After watching this awesome talk by Martin Klepmann about how Kafka can be used to stream events so that we can get rid of 2-phase-commits, I have a couple of questions related to updating a cache only when the database is updated properly.
Problem Statement
Lets say you have a Redis cache which stores the user's profile pic and a Postgres database which is used for all the User related operations(creating, updation, deletion, etc)
I want to update my Redis cache only and only when a new user has been successfully added to my database.
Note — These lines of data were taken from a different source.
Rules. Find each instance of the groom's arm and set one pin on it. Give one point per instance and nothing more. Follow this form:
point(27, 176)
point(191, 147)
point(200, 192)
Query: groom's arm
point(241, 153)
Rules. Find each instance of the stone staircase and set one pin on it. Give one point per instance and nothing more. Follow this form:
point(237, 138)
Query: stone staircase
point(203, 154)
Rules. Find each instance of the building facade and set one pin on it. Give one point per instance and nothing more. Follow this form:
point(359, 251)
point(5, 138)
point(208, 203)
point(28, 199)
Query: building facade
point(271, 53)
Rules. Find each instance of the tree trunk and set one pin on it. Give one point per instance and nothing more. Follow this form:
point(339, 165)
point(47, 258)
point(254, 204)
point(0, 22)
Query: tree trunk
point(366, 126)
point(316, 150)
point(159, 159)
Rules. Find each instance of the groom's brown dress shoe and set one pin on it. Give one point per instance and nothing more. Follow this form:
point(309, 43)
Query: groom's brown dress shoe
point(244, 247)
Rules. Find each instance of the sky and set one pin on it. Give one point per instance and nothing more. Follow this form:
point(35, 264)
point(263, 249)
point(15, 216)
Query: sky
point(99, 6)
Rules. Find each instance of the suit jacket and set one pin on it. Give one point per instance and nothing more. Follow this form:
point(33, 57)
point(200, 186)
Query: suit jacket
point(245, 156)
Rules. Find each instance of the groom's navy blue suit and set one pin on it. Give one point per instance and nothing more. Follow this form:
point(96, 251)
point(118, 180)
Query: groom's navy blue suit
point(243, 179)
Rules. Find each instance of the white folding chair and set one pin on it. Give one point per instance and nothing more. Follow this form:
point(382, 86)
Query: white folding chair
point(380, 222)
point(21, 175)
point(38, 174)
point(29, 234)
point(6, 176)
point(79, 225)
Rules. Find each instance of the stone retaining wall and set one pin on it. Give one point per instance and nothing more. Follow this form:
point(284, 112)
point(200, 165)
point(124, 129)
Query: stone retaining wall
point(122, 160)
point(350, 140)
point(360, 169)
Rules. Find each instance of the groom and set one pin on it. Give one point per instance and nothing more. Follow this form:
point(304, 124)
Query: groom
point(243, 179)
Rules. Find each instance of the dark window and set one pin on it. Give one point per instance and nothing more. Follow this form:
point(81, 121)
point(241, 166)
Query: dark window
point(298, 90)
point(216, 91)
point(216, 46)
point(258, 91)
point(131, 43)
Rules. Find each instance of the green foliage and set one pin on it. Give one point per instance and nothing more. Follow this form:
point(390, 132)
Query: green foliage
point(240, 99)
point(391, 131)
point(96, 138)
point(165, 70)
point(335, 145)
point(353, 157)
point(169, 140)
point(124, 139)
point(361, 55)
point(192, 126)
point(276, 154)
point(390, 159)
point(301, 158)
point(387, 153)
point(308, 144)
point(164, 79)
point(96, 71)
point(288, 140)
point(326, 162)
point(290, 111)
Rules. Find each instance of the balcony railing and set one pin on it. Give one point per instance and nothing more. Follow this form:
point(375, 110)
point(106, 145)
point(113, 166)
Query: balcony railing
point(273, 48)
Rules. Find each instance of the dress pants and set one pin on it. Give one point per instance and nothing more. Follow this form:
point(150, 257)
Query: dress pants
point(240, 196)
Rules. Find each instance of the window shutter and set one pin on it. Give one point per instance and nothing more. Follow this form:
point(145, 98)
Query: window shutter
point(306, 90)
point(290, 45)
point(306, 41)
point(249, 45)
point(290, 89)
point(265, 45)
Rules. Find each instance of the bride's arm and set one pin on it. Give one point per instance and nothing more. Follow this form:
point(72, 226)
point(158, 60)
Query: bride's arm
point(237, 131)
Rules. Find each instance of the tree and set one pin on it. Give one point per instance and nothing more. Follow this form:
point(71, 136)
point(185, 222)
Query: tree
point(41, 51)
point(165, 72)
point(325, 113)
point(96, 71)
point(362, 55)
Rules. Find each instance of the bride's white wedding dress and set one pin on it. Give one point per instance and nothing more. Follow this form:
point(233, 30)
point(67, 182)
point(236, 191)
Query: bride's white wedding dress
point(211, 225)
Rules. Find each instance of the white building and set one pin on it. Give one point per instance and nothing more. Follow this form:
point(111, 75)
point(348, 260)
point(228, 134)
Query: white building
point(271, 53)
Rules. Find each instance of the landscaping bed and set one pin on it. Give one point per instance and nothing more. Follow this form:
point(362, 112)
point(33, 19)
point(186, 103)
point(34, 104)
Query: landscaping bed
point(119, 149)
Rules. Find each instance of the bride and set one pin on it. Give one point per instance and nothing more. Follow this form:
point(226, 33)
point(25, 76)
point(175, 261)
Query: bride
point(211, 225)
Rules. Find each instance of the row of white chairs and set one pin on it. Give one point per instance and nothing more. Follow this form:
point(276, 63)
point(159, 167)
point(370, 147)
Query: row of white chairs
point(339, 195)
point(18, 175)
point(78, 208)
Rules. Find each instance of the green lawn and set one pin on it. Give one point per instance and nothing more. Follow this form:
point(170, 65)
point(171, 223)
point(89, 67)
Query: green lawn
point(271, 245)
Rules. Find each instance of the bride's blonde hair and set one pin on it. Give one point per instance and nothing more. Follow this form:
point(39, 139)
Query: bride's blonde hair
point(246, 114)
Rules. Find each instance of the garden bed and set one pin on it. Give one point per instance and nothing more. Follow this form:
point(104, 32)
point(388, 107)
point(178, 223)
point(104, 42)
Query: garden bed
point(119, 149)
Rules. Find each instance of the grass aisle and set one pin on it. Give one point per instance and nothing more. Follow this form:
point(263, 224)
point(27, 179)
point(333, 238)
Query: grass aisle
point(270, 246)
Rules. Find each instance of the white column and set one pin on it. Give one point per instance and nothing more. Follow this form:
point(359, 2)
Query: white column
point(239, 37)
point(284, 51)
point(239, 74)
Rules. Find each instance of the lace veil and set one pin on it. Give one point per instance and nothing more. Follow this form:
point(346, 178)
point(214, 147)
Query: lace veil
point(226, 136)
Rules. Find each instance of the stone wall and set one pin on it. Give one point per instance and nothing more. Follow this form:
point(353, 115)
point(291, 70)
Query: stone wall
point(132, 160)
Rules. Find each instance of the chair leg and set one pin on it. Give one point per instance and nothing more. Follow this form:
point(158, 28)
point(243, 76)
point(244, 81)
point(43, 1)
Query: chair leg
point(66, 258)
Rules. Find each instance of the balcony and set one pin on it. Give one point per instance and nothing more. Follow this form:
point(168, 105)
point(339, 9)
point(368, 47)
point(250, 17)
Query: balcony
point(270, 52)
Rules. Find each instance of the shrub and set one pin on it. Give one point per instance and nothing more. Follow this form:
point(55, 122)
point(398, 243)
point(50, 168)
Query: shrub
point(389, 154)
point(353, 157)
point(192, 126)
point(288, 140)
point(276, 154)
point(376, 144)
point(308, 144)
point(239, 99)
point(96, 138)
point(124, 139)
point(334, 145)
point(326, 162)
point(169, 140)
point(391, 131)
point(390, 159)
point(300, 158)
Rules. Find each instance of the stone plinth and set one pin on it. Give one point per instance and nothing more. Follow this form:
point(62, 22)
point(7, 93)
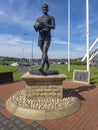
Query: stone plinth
point(43, 86)
point(42, 99)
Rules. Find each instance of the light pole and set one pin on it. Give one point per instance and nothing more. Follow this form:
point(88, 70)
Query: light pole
point(68, 35)
point(87, 32)
point(32, 51)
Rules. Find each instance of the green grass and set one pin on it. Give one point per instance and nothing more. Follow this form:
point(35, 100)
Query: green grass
point(8, 68)
point(17, 76)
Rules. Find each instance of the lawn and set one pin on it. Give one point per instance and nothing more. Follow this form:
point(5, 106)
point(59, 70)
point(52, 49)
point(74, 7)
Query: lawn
point(8, 68)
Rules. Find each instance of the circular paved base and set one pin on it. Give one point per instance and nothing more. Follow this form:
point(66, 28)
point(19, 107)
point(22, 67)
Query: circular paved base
point(47, 72)
point(41, 108)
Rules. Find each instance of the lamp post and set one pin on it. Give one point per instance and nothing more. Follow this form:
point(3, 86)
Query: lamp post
point(87, 32)
point(68, 35)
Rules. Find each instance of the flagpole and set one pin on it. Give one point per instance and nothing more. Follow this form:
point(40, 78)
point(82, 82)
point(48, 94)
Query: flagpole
point(68, 35)
point(87, 32)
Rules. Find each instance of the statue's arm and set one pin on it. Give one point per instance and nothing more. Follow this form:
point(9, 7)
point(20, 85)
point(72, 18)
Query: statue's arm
point(52, 25)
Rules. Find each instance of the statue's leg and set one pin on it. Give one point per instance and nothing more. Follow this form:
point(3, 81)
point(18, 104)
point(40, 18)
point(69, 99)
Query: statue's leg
point(44, 54)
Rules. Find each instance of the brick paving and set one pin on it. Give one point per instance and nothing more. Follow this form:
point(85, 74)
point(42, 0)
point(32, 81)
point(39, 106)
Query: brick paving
point(86, 118)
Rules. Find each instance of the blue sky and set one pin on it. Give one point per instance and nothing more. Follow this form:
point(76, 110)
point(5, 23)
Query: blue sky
point(17, 18)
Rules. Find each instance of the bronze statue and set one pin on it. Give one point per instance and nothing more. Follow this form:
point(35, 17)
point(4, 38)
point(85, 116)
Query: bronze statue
point(43, 25)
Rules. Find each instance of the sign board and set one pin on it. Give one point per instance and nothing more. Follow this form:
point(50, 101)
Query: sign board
point(81, 76)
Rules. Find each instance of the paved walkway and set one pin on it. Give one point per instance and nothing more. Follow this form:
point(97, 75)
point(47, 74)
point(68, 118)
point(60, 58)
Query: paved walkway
point(86, 118)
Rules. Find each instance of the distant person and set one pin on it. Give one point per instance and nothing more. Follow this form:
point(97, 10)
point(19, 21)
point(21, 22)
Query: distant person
point(43, 25)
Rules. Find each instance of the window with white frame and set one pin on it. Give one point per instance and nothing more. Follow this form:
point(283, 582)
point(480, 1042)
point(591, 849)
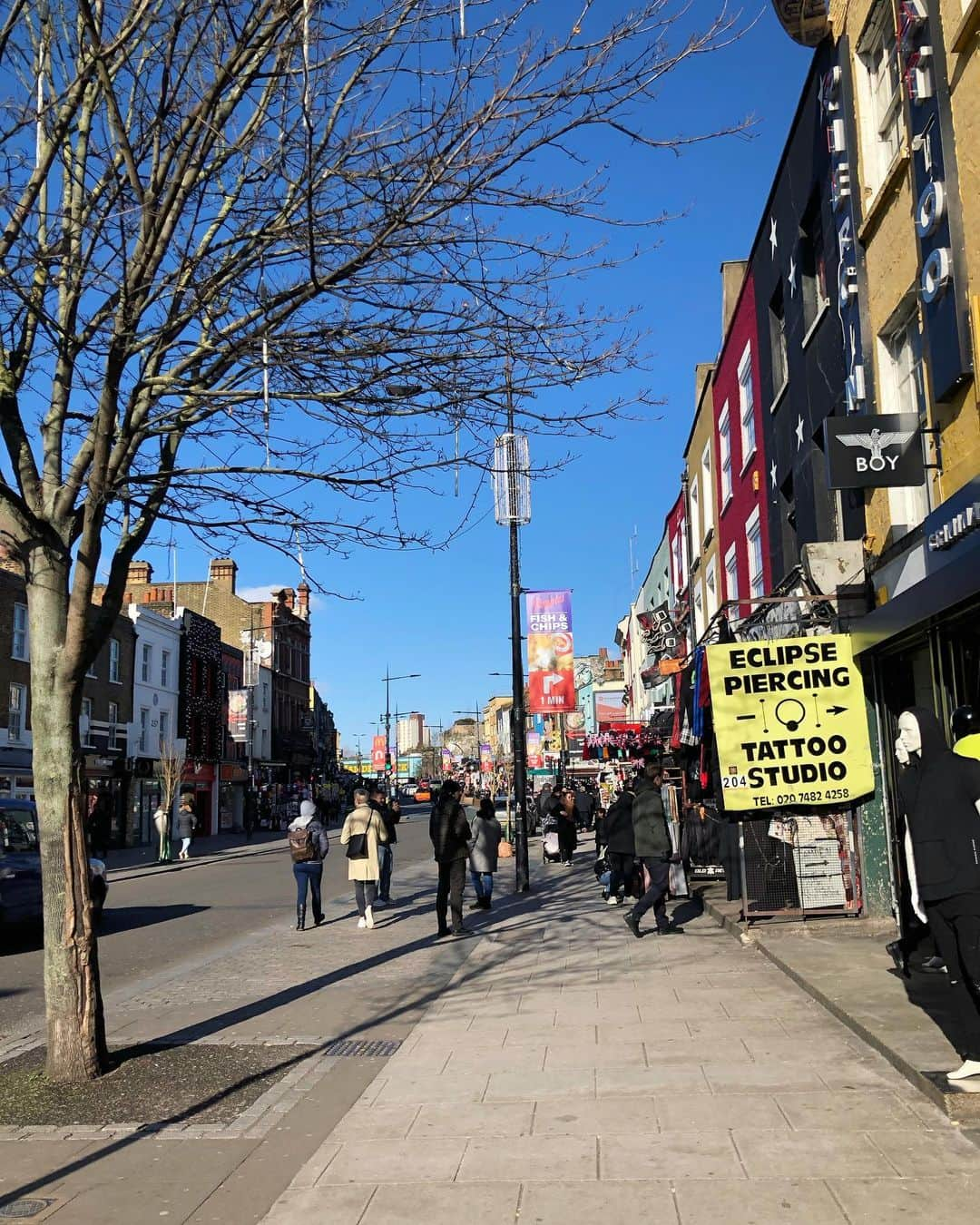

How can I do that using Kafka ?
If I am to take the example given in the video then the workflow would follow something like this:
- User registers
- Request is handled by User Registration Micro service
- User Registration Microservice inserts a new entry into the User's table.
- Then generates an
User Creation Event
in theuser_created
topic. - Cache population microservice consumes the newly created
User Creation Event
- Cache population microservice updates the redis cache.
The problem starts what would happen if the User Registration Microservice crashed just after writing to the database, but failed to send the event to Kafka ?
What would be the correct way of handling this ?
- Does the User Registration Microservice maintain the last event it published ? How can it reliably do that ? Does it write to a DB ? Then the problem starts all over again, what if it published the event to Kafka but failed before it could update its last known offset.
There are three broad approaches one can take for this:
There's the transactional outbox pattern, wherein, in the same transaction as inserting the new entry into the user table, a corresponding user creation event is inserted into an outbox table. Some process then eventually queries that outbox table, publishes the events in that table to Kafka, and deletes the events in the table. Since the inserts are in the same transaction, they either both occur or neither occurs; barring a bug in the process which publishes the outbox to Kafka, this guarantees that every user insert eventually has an associated event published (at least once) to Kafka.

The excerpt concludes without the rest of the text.